When Luis Velez calls himself a shoe guy, he doesn't just mean he's a collector—his personal closet includes a modest 35 pairs, though he admits to coveting many more. No, Velez takes "shoe guy" status to the next level: In 2018, the designer and self-proclaimed sneakerhead launched his high-end clothing and footwear brand Guillermo Bravo, and last November he opened his first store, Corre.
"I never thought I’d be able to have a brick-and-mortar so soon," Velez says, of the chic slip of a shop in Madrona. But he couldn't resist when friend and fellow Colombian Shadia K’David approached him about partnering when she relocated her other business, Salua Lingerie, to Madison Valley. Velez says it was around the time beloved Capitol Hill boutique Totokaelo announced it was shuttering and he was reminded of Seattle's need for independent retail shops, particularly those that can curate experiences. "I said, 'Can I bring all the brands I've been obsessing over forever? And [Shadia] said, 'Absolutely.'…I want [Corre] to be the kind of experience you'd find in Japan: You walk into a jazz bar that only sells single-origin coffee. And you're like, Can I live here forever?"
Indeed, Corre feels like the kind of place you could easily move into—bright, warm, shockingly approachable for such minimalist design—though Velez hasn't yet been able to implement a planned surprise element: happy hour collaborative events with his connections in the restaurant industry (think La Dive, L'Oursin, Spinasse, etc.). That will come as Covid restrictions permit.
Velez wanted to wait until everything was perfect before opening the doors, but if ever a year helped us disassociate with the idea of perfection, it was 2020. He humbly points out that the light fixtures aren't in, the art's not installed, and they don't yet have the planters that will lend the space an inviting, natural vibe. But the important stuff is there: a couple of racks showcasing Velez's Guillermo Bravo clothing designs and custom-built shelves displaying his sneakers alongside favorite shoe brands like Casbia, Gray Matters, Peterson Stoop, Brandblack, and more. Velez says Corre is the only West Coast purveyor of many of these—for some, the only U.S. supplier.
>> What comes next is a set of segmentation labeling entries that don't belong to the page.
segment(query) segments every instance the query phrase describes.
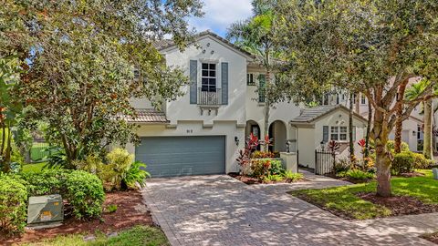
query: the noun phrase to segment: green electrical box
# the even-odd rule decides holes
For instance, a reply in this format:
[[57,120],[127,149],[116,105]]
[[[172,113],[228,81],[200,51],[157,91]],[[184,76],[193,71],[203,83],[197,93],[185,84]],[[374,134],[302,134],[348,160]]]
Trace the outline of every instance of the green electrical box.
[[30,197],[27,208],[27,224],[50,223],[64,220],[61,195]]

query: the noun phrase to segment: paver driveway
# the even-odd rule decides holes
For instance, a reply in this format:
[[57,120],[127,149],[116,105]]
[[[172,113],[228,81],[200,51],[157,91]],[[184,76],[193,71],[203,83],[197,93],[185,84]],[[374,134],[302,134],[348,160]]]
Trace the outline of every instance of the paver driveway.
[[278,187],[224,175],[156,179],[144,197],[172,245],[432,245],[417,237],[433,229],[421,220],[348,221],[286,194],[293,185]]

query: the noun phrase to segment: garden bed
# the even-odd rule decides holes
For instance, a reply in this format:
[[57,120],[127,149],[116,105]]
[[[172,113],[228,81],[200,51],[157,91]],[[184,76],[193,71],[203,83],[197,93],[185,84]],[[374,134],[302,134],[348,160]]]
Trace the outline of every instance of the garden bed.
[[353,178],[350,178],[350,177],[339,177],[339,176],[337,176],[333,173],[328,173],[325,176],[332,178],[332,179],[339,179],[339,180],[342,180],[342,181],[350,182],[350,183],[353,183],[353,184],[363,184],[363,183],[368,183],[368,182],[370,182],[370,181],[373,180],[373,179],[353,179]]
[[0,244],[23,243],[42,239],[73,233],[94,233],[99,231],[103,233],[120,231],[136,225],[152,225],[151,212],[143,203],[142,195],[138,190],[118,191],[106,194],[103,208],[117,205],[114,212],[105,211],[100,219],[89,221],[75,218],[66,218],[64,223],[56,228],[42,230],[28,230],[21,236],[7,238],[2,235]]
[[242,176],[238,173],[228,173],[228,176],[232,177],[232,178],[235,178],[235,179],[241,181],[241,182],[244,182],[247,185],[254,185],[254,184],[276,184],[276,183],[296,183],[296,182],[303,182],[303,181],[307,181],[308,179],[306,179],[304,177],[299,179],[296,179],[296,180],[291,180],[291,179],[283,179],[283,180],[280,180],[280,181],[264,181],[264,180],[261,180],[259,179],[256,179],[256,178],[253,178],[253,177],[248,177],[248,176]]
[[388,208],[391,216],[431,213],[438,211],[438,204],[427,204],[414,197],[392,196],[384,198],[377,196],[375,192],[364,192],[357,194],[360,198],[370,201],[376,205]]
[[289,194],[347,220],[420,214],[438,211],[438,182],[431,170],[425,176],[391,179],[393,197],[374,195],[376,182],[322,190],[303,190]]
[[438,244],[438,231],[422,235],[422,238]]

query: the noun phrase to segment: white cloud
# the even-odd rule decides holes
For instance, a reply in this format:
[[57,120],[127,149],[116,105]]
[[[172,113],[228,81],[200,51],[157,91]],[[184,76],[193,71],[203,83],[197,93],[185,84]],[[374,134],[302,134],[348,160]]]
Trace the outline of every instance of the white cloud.
[[224,36],[230,24],[251,15],[251,0],[203,0],[203,17],[189,20],[198,32],[210,29]]

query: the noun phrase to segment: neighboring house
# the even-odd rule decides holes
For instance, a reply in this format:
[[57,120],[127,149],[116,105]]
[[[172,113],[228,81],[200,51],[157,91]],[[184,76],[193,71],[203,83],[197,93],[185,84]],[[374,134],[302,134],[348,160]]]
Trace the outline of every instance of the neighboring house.
[[[320,106],[302,110],[290,124],[297,128],[298,163],[315,168],[315,149],[326,149],[330,140],[339,143],[339,158],[349,158],[349,113],[342,105]],[[365,135],[367,119],[353,114],[354,154],[360,156],[360,148],[356,142]]]
[[[412,78],[410,83],[415,83],[418,81],[418,78]],[[339,92],[339,93],[328,93],[322,97],[319,103],[321,105],[342,105],[346,108],[349,107],[349,97],[348,92]],[[362,116],[364,118],[368,118],[368,98],[360,94],[358,98],[354,98],[353,110]],[[412,151],[421,151],[419,145],[422,144],[423,139],[423,130],[422,130],[422,108],[421,106],[417,106],[416,108],[412,112],[411,116],[403,121],[402,131],[402,140],[406,142],[409,145],[409,149]],[[434,117],[438,117],[437,114]],[[433,119],[436,122],[436,119]],[[390,134],[390,139],[394,139],[394,130]],[[364,134],[365,135],[365,134]]]

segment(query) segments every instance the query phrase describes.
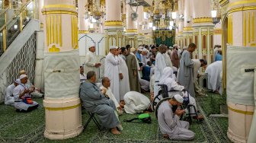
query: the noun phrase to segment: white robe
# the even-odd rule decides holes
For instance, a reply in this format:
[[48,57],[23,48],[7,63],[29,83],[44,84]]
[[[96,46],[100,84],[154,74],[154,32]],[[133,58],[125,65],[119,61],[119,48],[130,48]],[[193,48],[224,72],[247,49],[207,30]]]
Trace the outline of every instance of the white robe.
[[118,56],[115,56],[109,52],[105,59],[104,76],[110,80],[110,88],[117,101],[120,101],[120,84],[119,84],[119,60]]
[[221,84],[220,73],[222,72],[222,62],[216,61],[207,66],[205,73],[208,74],[208,89],[218,91]]
[[9,85],[6,88],[6,94],[5,97],[5,104],[6,105],[14,105],[14,97],[13,96],[13,91],[15,88],[14,84]]
[[84,68],[85,75],[87,75],[87,73],[90,71],[94,71],[97,73],[97,68],[95,67],[96,63],[97,63],[96,56],[94,54],[94,52],[88,51],[85,56],[85,68]]
[[[165,54],[165,53],[164,53]],[[155,86],[154,86],[154,97],[158,94],[159,79],[162,76],[162,71],[167,67],[165,56],[161,52],[158,52],[155,57]]]
[[118,56],[119,59],[119,70],[123,74],[123,79],[120,80],[120,100],[123,100],[123,96],[127,92],[130,91],[129,83],[128,68],[126,61],[121,57]]
[[157,116],[161,132],[167,134],[170,139],[193,139],[195,134],[188,130],[189,122],[180,120],[180,117],[172,112],[171,107],[168,101],[164,101],[159,106]]
[[123,100],[126,103],[124,110],[130,114],[142,113],[150,104],[150,100],[147,97],[136,91],[126,93],[123,97]]

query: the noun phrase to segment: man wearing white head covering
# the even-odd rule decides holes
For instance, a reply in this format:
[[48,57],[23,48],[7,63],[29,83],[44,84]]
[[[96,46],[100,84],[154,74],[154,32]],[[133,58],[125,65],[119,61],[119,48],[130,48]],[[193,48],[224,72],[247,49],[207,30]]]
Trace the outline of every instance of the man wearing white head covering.
[[6,91],[5,91],[5,105],[14,105],[14,97],[13,96],[13,91],[19,84],[21,84],[20,79],[16,79],[16,81],[7,87]]
[[176,140],[192,140],[194,133],[188,130],[189,122],[180,120],[184,110],[178,109],[183,103],[183,97],[175,94],[172,99],[164,101],[158,109],[158,121],[164,137]]
[[126,56],[126,62],[128,68],[129,83],[130,91],[140,92],[139,77],[138,72],[139,66],[138,64],[137,59],[135,56],[135,52],[136,52],[135,48],[131,48],[130,52]]
[[89,71],[94,71],[96,73],[98,68],[99,68],[101,64],[97,62],[96,56],[94,55],[95,52],[95,46],[94,45],[91,45],[88,46],[89,50],[87,52],[85,56],[85,75]]
[[204,92],[203,89],[198,84],[198,75],[200,75],[199,69],[200,67],[205,66],[207,65],[207,61],[205,59],[192,59],[194,62],[194,85],[195,92],[198,94],[199,96],[207,96]]
[[[21,75],[20,76],[21,84],[18,85],[13,91],[14,99],[14,107],[17,112],[30,112],[38,107],[38,103],[30,99],[30,94],[34,91],[34,87],[28,87],[27,76]],[[30,102],[28,100],[30,98]]]
[[118,54],[117,47],[111,46],[110,52],[107,55],[105,59],[104,76],[110,80],[112,93],[117,100],[120,102],[119,79],[123,79],[123,75],[120,72]]
[[[165,67],[170,66],[168,60],[167,60],[166,55],[167,46],[160,45],[159,52],[155,57],[155,87],[154,87],[154,97],[158,94],[159,87],[158,87],[159,79],[162,77],[162,71]],[[171,61],[171,59],[170,59]]]

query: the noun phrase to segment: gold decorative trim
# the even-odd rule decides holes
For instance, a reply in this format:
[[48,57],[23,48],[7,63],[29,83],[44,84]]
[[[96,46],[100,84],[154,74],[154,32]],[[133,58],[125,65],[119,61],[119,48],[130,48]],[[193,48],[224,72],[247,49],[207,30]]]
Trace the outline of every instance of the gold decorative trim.
[[43,15],[44,14],[66,14],[78,16],[78,13],[73,11],[68,10],[50,10],[50,11],[42,11]]
[[242,114],[245,114],[245,115],[253,115],[254,112],[253,111],[243,111],[243,110],[235,110],[234,108],[232,108],[230,106],[228,106],[229,110],[235,112],[235,113],[242,113]]
[[192,27],[185,27],[183,28],[183,30],[193,30]]
[[224,4],[229,3],[229,0],[219,0],[219,5],[223,6]]
[[126,33],[137,32],[137,29],[127,29]]
[[88,33],[88,30],[78,30],[78,33]]
[[255,10],[256,6],[242,6],[242,7],[238,7],[238,8],[234,8],[232,9],[229,9],[228,11],[228,14],[231,14],[233,12],[237,12],[237,11],[248,11],[248,10]]
[[206,23],[206,22],[213,22],[212,17],[199,17],[194,18],[193,23]]
[[43,24],[40,23],[40,28],[43,28]]
[[81,103],[77,105],[71,106],[65,106],[65,107],[44,107],[45,110],[51,110],[51,111],[59,111],[59,110],[72,110],[74,108],[77,108],[81,106]]
[[123,26],[123,21],[105,21],[105,26]]
[[213,33],[214,34],[222,34],[222,29],[215,29],[215,30],[213,30]]
[[43,6],[43,8],[74,8],[75,9],[75,5],[48,5]]
[[229,3],[229,6],[232,7],[234,5],[244,5],[244,4],[252,4],[252,3],[255,3],[255,0],[244,0],[244,1],[232,2],[232,3]]

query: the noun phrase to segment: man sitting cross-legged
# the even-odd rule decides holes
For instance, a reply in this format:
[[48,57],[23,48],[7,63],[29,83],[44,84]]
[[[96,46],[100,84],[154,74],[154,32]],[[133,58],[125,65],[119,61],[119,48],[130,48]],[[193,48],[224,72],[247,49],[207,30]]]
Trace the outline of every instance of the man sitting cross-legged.
[[160,104],[158,121],[164,137],[175,140],[191,140],[194,138],[194,133],[188,130],[189,122],[180,120],[180,116],[185,110],[177,109],[177,106],[180,106],[182,103],[183,97],[175,94],[172,99]]
[[[113,134],[120,134],[117,129],[120,126],[120,122],[114,113],[116,106],[112,100],[107,98],[101,92],[101,89],[95,83],[96,73],[93,71],[88,72],[87,80],[80,87],[80,98],[83,106],[87,111],[98,115],[103,127],[111,129]],[[105,90],[104,92],[106,92]]]

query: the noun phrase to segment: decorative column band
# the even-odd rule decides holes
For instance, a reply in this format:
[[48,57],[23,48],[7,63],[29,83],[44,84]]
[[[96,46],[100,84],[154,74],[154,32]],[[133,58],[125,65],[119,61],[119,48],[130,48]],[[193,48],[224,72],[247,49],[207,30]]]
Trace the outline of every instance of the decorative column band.
[[69,11],[69,10],[50,10],[50,11],[43,11],[43,14],[66,14],[78,16],[77,11]]
[[212,17],[199,17],[194,18],[193,23],[205,23],[205,22],[213,22]]
[[192,27],[185,27],[183,28],[183,30],[193,30]]
[[127,29],[126,33],[137,32],[137,29]]
[[253,4],[255,3],[255,0],[244,0],[244,1],[238,1],[235,2],[229,3],[229,6],[235,6],[235,5],[245,5],[245,4]]
[[242,6],[242,7],[238,7],[238,8],[231,8],[229,10],[228,14],[231,14],[233,12],[236,11],[248,11],[248,10],[255,10],[256,9],[256,5],[253,6]]
[[74,108],[77,108],[81,106],[81,103],[78,103],[77,105],[70,106],[65,106],[65,107],[44,107],[47,110],[52,110],[52,111],[59,111],[59,110],[72,110]]
[[123,23],[121,21],[107,21],[105,26],[123,26]]
[[88,33],[88,30],[78,30],[78,33]]
[[222,29],[214,29],[213,30],[213,33],[215,35],[222,34]]
[[43,8],[73,8],[75,10],[75,5],[44,5]]
[[230,110],[233,112],[242,113],[242,114],[245,114],[245,115],[253,115],[254,114],[253,111],[243,111],[243,110],[232,108],[231,106],[228,106],[228,108],[229,108],[229,110]]

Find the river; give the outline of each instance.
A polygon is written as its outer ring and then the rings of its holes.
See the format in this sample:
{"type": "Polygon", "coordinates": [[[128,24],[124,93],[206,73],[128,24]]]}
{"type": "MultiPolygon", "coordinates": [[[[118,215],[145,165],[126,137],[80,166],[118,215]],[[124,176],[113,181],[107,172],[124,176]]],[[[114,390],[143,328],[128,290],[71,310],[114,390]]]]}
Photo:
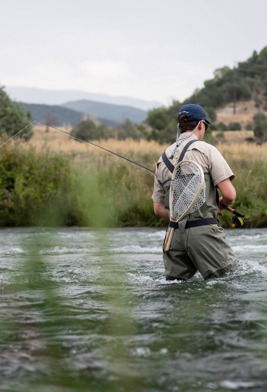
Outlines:
{"type": "Polygon", "coordinates": [[[267,229],[237,230],[234,272],[186,283],[165,280],[164,236],[1,230],[0,391],[266,392],[267,229]]]}

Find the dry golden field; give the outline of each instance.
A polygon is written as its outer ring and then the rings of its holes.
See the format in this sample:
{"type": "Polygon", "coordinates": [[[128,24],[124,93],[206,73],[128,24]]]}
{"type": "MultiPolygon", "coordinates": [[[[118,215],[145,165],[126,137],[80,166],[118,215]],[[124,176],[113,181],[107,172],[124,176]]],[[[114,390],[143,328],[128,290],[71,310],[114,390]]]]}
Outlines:
{"type": "Polygon", "coordinates": [[[263,107],[257,107],[253,99],[248,101],[239,101],[236,104],[236,113],[233,114],[233,103],[229,103],[221,109],[216,111],[217,120],[216,123],[222,122],[228,125],[229,122],[240,122],[242,130],[249,123],[253,124],[254,114],[261,111],[267,115],[267,112],[263,107]]]}
{"type": "MultiPolygon", "coordinates": [[[[70,128],[63,127],[59,129],[69,133],[71,130],[70,128]]],[[[50,128],[49,132],[47,133],[45,127],[38,126],[34,127],[34,135],[28,144],[36,147],[37,149],[41,149],[45,145],[47,145],[56,152],[68,155],[79,154],[84,156],[85,154],[92,153],[94,154],[107,154],[105,151],[98,149],[92,145],[76,141],[53,128],[50,128]]],[[[235,135],[236,135],[236,138],[241,141],[245,137],[251,137],[253,131],[227,131],[225,133],[229,135],[227,141],[230,142],[231,144],[219,143],[216,146],[223,155],[227,154],[234,156],[236,159],[245,158],[249,160],[267,159],[267,143],[258,146],[247,143],[234,143],[235,135]]],[[[142,157],[149,153],[159,157],[168,147],[167,144],[160,145],[157,142],[148,142],[144,140],[117,140],[110,139],[108,140],[95,141],[93,143],[126,157],[129,157],[129,154],[132,157],[133,155],[142,157]]]]}

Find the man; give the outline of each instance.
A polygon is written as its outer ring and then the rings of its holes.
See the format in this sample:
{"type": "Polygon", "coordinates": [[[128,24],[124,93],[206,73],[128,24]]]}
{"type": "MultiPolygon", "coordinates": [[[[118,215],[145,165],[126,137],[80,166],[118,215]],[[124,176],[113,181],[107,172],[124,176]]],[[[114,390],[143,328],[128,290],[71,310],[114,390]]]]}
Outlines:
{"type": "Polygon", "coordinates": [[[198,105],[185,105],[178,118],[176,142],[167,148],[157,165],[152,196],[155,213],[170,218],[172,172],[184,153],[183,159],[194,161],[203,169],[206,200],[198,210],[186,215],[174,230],[170,249],[163,255],[166,280],[187,280],[197,270],[205,280],[218,277],[236,268],[235,254],[217,220],[218,215],[223,215],[218,208],[223,209],[223,205],[235,201],[236,191],[231,183],[235,176],[217,149],[200,141],[208,124],[212,125],[203,109],[198,105]],[[219,198],[217,187],[222,195],[219,198]]]}

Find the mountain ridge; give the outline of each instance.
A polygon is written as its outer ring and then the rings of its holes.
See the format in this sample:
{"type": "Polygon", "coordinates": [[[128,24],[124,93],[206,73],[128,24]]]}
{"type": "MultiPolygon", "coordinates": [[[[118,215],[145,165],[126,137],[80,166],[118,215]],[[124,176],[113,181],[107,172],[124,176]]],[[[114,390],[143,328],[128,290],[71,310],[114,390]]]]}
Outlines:
{"type": "Polygon", "coordinates": [[[157,101],[146,101],[129,97],[113,97],[76,90],[53,90],[15,86],[6,86],[4,89],[12,100],[25,103],[61,105],[70,101],[88,99],[104,103],[130,106],[145,111],[163,105],[157,101]]]}

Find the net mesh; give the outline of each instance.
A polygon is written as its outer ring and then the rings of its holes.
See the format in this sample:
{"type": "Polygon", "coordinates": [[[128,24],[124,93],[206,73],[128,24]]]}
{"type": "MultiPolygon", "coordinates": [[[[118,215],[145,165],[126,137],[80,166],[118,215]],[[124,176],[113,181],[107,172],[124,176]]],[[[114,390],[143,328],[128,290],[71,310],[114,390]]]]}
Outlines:
{"type": "MultiPolygon", "coordinates": [[[[172,218],[177,220],[194,200],[201,185],[201,174],[197,166],[192,162],[182,163],[171,180],[172,192],[171,203],[172,218]]],[[[188,214],[192,214],[205,202],[206,184],[204,181],[200,193],[188,214]]]]}

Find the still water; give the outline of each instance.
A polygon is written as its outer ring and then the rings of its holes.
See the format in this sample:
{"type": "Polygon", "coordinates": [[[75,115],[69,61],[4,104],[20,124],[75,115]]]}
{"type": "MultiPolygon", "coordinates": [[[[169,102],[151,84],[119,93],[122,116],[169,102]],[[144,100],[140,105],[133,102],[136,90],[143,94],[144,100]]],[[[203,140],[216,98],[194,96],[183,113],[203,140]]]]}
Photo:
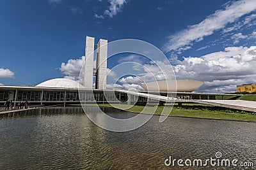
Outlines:
{"type": "MultiPolygon", "coordinates": [[[[91,109],[91,108],[90,108],[91,109]]],[[[104,108],[112,117],[133,113],[104,108]]],[[[221,159],[256,166],[256,123],[154,116],[141,127],[113,132],[93,124],[81,108],[51,108],[0,117],[0,169],[237,169],[166,166],[172,159],[221,159]]],[[[237,163],[237,164],[238,164],[237,163]]],[[[183,162],[184,164],[184,162],[183,162]]]]}

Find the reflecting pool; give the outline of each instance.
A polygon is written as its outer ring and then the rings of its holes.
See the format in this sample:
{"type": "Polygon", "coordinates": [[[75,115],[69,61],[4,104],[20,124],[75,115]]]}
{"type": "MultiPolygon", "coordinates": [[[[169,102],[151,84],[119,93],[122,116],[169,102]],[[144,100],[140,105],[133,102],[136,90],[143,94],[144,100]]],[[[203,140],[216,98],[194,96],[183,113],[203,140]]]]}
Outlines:
{"type": "MultiPolygon", "coordinates": [[[[102,110],[120,118],[136,115],[102,110]]],[[[0,169],[237,169],[166,166],[164,160],[216,159],[220,152],[255,167],[255,136],[254,122],[168,117],[159,123],[159,116],[132,131],[113,132],[95,125],[80,107],[38,109],[1,116],[0,169]]]]}

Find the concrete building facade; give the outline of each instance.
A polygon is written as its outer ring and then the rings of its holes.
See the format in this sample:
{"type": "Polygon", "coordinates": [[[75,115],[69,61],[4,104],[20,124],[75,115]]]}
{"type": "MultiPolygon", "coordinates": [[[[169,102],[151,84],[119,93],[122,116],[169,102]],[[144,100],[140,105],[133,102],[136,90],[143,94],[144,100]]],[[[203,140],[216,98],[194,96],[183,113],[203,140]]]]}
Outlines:
{"type": "Polygon", "coordinates": [[[100,39],[95,44],[95,38],[86,36],[85,43],[84,84],[85,89],[92,89],[93,75],[96,76],[95,89],[106,88],[108,40],[100,39]],[[97,47],[96,69],[93,69],[95,46],[97,47]]]}
{"type": "Polygon", "coordinates": [[[236,87],[237,92],[256,92],[256,84],[244,84],[237,85],[236,87]]]}

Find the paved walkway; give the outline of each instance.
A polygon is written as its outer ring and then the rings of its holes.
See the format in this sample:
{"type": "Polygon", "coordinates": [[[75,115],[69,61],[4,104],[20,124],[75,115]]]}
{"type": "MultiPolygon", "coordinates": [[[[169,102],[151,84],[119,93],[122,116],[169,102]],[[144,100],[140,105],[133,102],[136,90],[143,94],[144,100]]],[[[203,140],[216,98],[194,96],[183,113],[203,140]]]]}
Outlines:
{"type": "Polygon", "coordinates": [[[25,110],[34,110],[36,109],[36,108],[31,108],[29,109],[22,109],[22,110],[17,110],[17,109],[13,109],[11,110],[4,110],[4,108],[0,108],[0,115],[1,114],[6,114],[6,113],[15,113],[17,111],[25,111],[25,110]]]}
{"type": "MultiPolygon", "coordinates": [[[[196,103],[196,100],[194,100],[196,103]]],[[[256,112],[256,102],[242,100],[197,100],[198,103],[256,112]]]]}

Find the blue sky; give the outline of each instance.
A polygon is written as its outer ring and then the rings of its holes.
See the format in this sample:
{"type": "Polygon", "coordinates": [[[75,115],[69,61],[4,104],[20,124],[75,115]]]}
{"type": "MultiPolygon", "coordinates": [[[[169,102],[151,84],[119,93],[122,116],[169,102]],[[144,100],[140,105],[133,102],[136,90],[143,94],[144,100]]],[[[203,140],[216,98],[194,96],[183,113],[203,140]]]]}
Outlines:
{"type": "MultiPolygon", "coordinates": [[[[152,43],[170,59],[177,79],[205,82],[198,91],[234,92],[236,85],[256,83],[255,0],[0,1],[0,22],[3,85],[77,79],[86,36],[96,42],[132,38],[152,43]]],[[[149,67],[140,56],[118,57],[108,60],[109,69],[129,60],[149,67]]],[[[140,89],[140,81],[125,76],[118,83],[140,89]]]]}

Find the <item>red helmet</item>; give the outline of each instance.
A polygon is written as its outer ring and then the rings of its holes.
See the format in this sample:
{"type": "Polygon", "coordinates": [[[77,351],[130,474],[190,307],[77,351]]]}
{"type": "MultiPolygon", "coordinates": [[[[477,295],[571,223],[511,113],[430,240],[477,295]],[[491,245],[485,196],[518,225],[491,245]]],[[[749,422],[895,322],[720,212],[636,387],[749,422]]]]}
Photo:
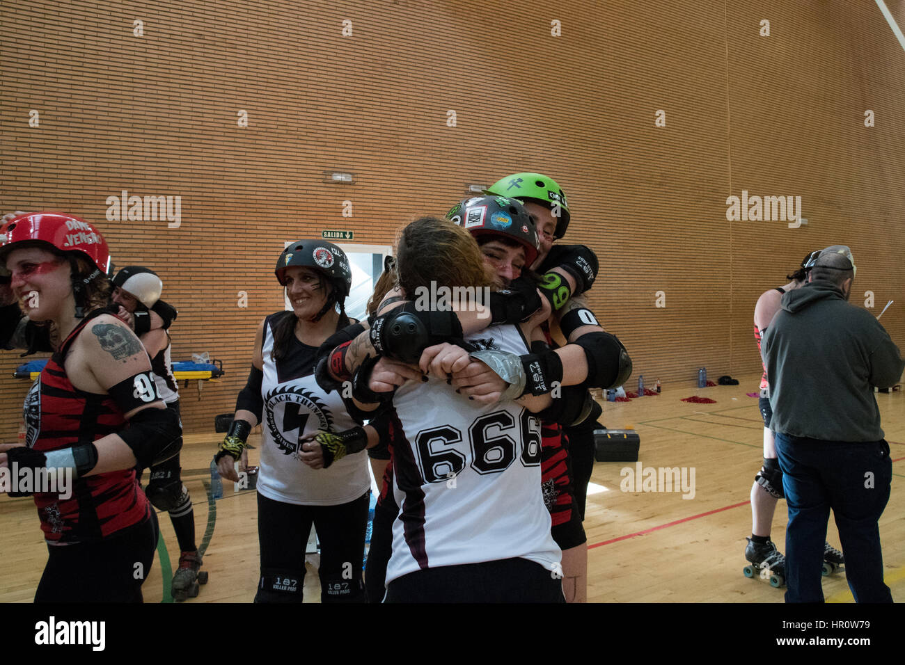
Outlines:
{"type": "Polygon", "coordinates": [[[105,275],[110,272],[107,241],[90,222],[62,213],[26,213],[0,226],[0,260],[15,249],[15,242],[36,241],[62,252],[80,252],[105,275]]]}

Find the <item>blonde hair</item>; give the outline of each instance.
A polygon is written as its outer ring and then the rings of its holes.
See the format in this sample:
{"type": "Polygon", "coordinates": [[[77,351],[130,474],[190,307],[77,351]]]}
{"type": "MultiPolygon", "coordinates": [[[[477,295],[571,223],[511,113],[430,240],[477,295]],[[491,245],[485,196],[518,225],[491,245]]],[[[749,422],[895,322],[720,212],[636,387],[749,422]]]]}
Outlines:
{"type": "Polygon", "coordinates": [[[411,298],[421,287],[491,287],[493,277],[474,238],[465,229],[436,217],[405,226],[396,242],[399,287],[411,298]]]}

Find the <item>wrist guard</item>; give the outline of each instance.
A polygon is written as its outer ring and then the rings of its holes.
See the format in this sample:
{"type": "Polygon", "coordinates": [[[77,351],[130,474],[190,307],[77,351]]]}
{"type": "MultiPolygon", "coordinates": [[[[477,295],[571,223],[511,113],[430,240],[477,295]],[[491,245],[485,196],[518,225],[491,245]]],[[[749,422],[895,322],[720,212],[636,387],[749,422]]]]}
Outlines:
{"type": "Polygon", "coordinates": [[[546,394],[562,384],[563,362],[546,344],[532,344],[531,350],[519,358],[525,368],[524,394],[546,394]]]}
{"type": "MultiPolygon", "coordinates": [[[[71,469],[73,480],[81,478],[98,463],[98,449],[93,443],[61,448],[46,453],[35,451],[33,448],[11,448],[6,455],[11,467],[15,463],[19,469],[27,467],[33,471],[40,471],[42,469],[56,470],[58,474],[66,469],[71,469]]],[[[10,496],[25,495],[16,492],[10,496]]]]}
{"type": "Polygon", "coordinates": [[[252,432],[252,425],[243,420],[234,420],[230,423],[229,431],[224,437],[217,454],[214,456],[214,463],[219,463],[224,456],[229,455],[233,461],[242,457],[242,451],[247,448],[245,443],[252,432]]]}
{"type": "Polygon", "coordinates": [[[500,396],[500,402],[516,399],[525,394],[525,368],[514,353],[488,348],[470,353],[469,357],[480,360],[509,384],[500,396]]]}
{"type": "Polygon", "coordinates": [[[524,277],[513,280],[501,291],[491,293],[491,323],[519,323],[540,309],[540,295],[534,282],[524,277]]]}
{"type": "Polygon", "coordinates": [[[367,447],[367,434],[362,427],[345,432],[319,432],[314,440],[320,444],[324,455],[324,469],[346,455],[361,452],[367,447]]]}
{"type": "Polygon", "coordinates": [[[371,345],[378,356],[404,363],[417,363],[422,352],[435,344],[463,345],[459,317],[452,309],[422,310],[407,302],[374,319],[371,345]]]}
Velez's aesthetic, both in the items he creates and those he curates for the shop, focuses on the intersection of function and fashion. He didn't know if his genderless, avant garde style would resonate with the "Madrona mom crowd," he says. But just as he is sharing this concern, a woman walks by the front windows looking straight out of Harajuku—dressed in a very stylish, very loud, floral print bomber jacket, with a structured gold tote bag hitched at her elbow. We both stop to admire. Maybe the neighborhood's street style is ready for Corre after all.